A rare George I period  provincial walnut quarter repeating table timepiece of great charm and pleasing proportions.

The 7 inch square brass dial has four Indian mask foliate corner spandrels and an engraved herringbone border. The raised silvered brass chapter ring has the maker’s signature: W. Glover, Worcester between VII and V. It also features Fleur-de-Lys half hour marks and diamond half quarter marks.

The centre of the brass dial is finely matted and there is an inset date aperture below XII. It has finely pierced steel hands.

The square dial figured walnut case is beautifully patinated and stands on four original bracket feet. It has a shallow inverted bell top surmounted by an original finely knopped brass carrying handle. The herring-bone borders on the dial are repeated in the inlays on the front door.

The single fusee movement has a knife edge verge escapement and repeats the quarters on two bells and hammers on the pull of a cord from below the case.
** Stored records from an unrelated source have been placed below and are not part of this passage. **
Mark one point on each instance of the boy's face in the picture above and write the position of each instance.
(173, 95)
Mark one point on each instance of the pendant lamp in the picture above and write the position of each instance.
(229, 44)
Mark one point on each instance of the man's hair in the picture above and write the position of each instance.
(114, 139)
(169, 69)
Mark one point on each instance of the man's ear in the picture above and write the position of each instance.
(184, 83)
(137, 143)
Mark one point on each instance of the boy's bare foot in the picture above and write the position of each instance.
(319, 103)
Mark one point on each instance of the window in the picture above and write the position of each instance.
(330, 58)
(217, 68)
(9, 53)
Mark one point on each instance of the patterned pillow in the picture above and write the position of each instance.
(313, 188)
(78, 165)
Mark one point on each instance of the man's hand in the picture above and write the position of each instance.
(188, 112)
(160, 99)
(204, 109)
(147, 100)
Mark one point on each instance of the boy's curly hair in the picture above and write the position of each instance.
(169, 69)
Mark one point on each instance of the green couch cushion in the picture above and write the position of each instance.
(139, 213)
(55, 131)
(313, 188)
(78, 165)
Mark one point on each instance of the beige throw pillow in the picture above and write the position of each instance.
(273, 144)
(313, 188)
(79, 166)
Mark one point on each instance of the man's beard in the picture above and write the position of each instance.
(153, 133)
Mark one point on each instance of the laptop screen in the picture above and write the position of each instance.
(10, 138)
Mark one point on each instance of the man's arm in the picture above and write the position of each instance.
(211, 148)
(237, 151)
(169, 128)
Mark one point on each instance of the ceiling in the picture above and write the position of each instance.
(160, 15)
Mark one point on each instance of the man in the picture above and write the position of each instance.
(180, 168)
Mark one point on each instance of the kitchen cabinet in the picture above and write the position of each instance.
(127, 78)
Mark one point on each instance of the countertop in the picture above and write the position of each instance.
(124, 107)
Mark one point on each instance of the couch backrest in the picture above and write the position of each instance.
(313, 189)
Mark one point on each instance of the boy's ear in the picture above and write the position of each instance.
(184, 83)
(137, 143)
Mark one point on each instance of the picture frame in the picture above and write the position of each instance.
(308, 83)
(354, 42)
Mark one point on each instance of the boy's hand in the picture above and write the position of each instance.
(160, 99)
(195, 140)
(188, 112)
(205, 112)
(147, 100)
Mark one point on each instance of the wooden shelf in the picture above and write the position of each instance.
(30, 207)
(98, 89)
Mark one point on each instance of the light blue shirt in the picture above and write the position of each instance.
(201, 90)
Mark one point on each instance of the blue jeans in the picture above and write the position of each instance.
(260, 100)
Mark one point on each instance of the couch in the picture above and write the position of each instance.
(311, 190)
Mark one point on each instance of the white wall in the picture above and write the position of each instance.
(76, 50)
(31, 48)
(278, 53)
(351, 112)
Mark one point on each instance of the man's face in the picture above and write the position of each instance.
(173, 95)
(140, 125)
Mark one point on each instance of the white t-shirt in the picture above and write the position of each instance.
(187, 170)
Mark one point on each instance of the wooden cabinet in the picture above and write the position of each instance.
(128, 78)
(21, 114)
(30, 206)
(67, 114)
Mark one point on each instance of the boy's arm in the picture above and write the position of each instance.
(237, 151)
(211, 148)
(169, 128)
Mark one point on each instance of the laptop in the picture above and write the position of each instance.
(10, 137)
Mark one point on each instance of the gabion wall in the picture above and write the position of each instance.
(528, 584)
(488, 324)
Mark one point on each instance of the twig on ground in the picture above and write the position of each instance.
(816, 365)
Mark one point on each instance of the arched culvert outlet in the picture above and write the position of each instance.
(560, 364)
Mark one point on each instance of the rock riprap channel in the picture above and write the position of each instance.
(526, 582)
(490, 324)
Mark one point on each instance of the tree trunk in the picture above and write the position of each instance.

This small table clock is very interesting in that it has a number of features similar to those made by Gabriel Smith and his son Joseph Smith of Bottomley. These include the inverted belltop case design with  moulded bracket feet, the s brass knopped carrying handle, the  square dial with herringbone borders, the inset date aperture below XII, the ringed winding hole and the design of the chapter rings with their Fleur-de-Lys half hour markers. The substantial spring driven plated timepiece movement with knife edge verge escapement and pull quarter repeat work on two bells has finned pillars which screw through the plates. This idiosyncrasy is also repeated on some of Gabriel and Joseph Smith’s table clocks movements.

Date: circa 1725

Height: 13 ½ in (34.25 cm) excluding handle

Width: 9 ½ in (24 cm)

Depth: 6 ¼ in (16 cm)

*William Glover is listed on page 306 of Brian Loomes’ Watchmakers and Clockmakers of the World, Complete 20th Century Edition. He started his working life in Warwick  and he moved to Worcester circa 1725. He was succeeded by his nephew of the same name in 1758.

Small early square dial walnut table clocks are rare and early provincial examples even more so. This is only the fourth provincial one from the English Midlands we have had in over 30 years.